Four leading publishing trade associations have urged the UK government to help end the “unfettered, opaque development” of artificial intelligence tools that use copyright-protected works “with impunity.”
The statement, released Tuesday, was co-signed by the Publishers Association, the Society of Authors, the Authors’ Licensing and Collecting Society and the Association of Authors’ Agents. It is the first joint statement from the publishing trade bodies on AI.
It comes the day before the government’s AI safety summit, scheduled to take place at Bletchley Park across Wednesday and Thursday. The publishing bodies said they applauded Rishi Sunak for convening the first summit of its kind and for “positioning the UK as a facilitator for strong global action” on AI, but they urged the prime minister to make a “statement of commitment” to protect human creativity, intellectual property, publishing and the creative industries as the technology evolves.

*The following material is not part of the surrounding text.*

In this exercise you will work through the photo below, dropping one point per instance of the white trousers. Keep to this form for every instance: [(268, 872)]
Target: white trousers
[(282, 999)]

“We need acknowledgment of and recompense for the copyright infringement that has already happened […] and assurances that those practices will end,” reads the statement. It named a pirated database of books, Books3, which contains the works of authors such as Zadie Smith and Rachel Cusk and which was used to train AI tools run by companies including Meta and Bloomberg, according to analysis by the Atlantic published in August.

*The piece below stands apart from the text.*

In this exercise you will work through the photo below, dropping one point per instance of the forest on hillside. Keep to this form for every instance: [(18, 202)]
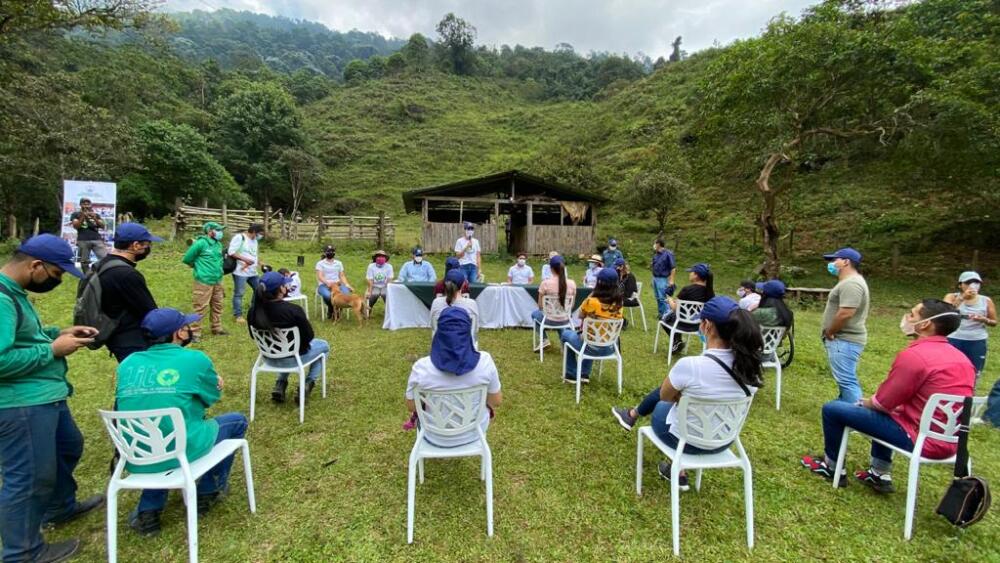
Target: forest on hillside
[(888, 110)]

Earlier this month, a Bloomberg spokesperson said that the company was not using Books3 to train commercial versions of its large language model BloombergGPT, though it used the dataset to train its research model. In a September lawsuit, Meta said that using copyrighted texts to train its model, LLaMA, is fair use. Shawn Presser, the independent AI developer who originally created Books3, said that while he is sympathetic to authors’ concerns, he made the database so that anyone could develop generative AI tools and worries about the risks of large companies having control of the technology.
The publishing bodies said human creativity was the bedrock of the publishing and wider creative industries and was worth about £116bn this year in the UK. They said creative work could only thrive with “a strong copyright regime, compensation, credit for authors and other creators, and rightsholders’ control”.

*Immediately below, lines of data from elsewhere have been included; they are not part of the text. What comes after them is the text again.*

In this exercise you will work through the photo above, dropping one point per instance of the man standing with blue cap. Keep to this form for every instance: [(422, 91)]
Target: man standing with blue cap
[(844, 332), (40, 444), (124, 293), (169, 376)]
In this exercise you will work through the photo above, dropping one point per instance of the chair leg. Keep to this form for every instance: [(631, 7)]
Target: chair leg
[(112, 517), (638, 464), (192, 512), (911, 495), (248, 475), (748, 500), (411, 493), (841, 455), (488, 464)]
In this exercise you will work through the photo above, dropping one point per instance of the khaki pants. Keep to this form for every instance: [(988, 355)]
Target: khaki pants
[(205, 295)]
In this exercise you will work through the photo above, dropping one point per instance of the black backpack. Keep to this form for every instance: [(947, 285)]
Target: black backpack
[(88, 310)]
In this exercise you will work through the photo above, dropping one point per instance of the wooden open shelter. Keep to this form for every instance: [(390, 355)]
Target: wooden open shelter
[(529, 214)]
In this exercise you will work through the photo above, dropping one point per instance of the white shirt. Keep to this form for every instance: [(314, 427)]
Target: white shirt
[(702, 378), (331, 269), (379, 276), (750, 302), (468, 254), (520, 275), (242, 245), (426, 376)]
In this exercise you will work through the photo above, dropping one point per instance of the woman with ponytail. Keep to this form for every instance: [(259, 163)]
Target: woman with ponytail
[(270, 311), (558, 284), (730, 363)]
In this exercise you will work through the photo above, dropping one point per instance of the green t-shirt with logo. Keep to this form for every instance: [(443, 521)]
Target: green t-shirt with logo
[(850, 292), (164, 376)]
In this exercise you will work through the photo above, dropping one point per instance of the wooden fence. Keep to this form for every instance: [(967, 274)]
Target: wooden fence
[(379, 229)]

The statement comes after three large European publishing trade bodies – the European Writers’ Council, the Federation of European Publishers and the European and International Booksellers Federation – called on the EU to act on transparency over artificial intelligence for the sake of “the book chain and democracy”.
The UK trade bodies said ending the “opaque development” of AI was long overdue and could only be ensured with strong government support. “This is an issue on which the entire publishing industry is united,” they continued. “It is vital that authors and rightsholders are protected by government.
“We need practices based on consent and fair payment to ensure that authors and rightsholders are asked for permission and rewarded for the use of their works. We need to ensure that creators are credited when their works are used to generate derivative outputs.”
On Monday, Downing Street said it was pleased with the responses it had had to invitations to this week’s AI summit, despite Joe Biden and Emmanuel Macron declining to attend.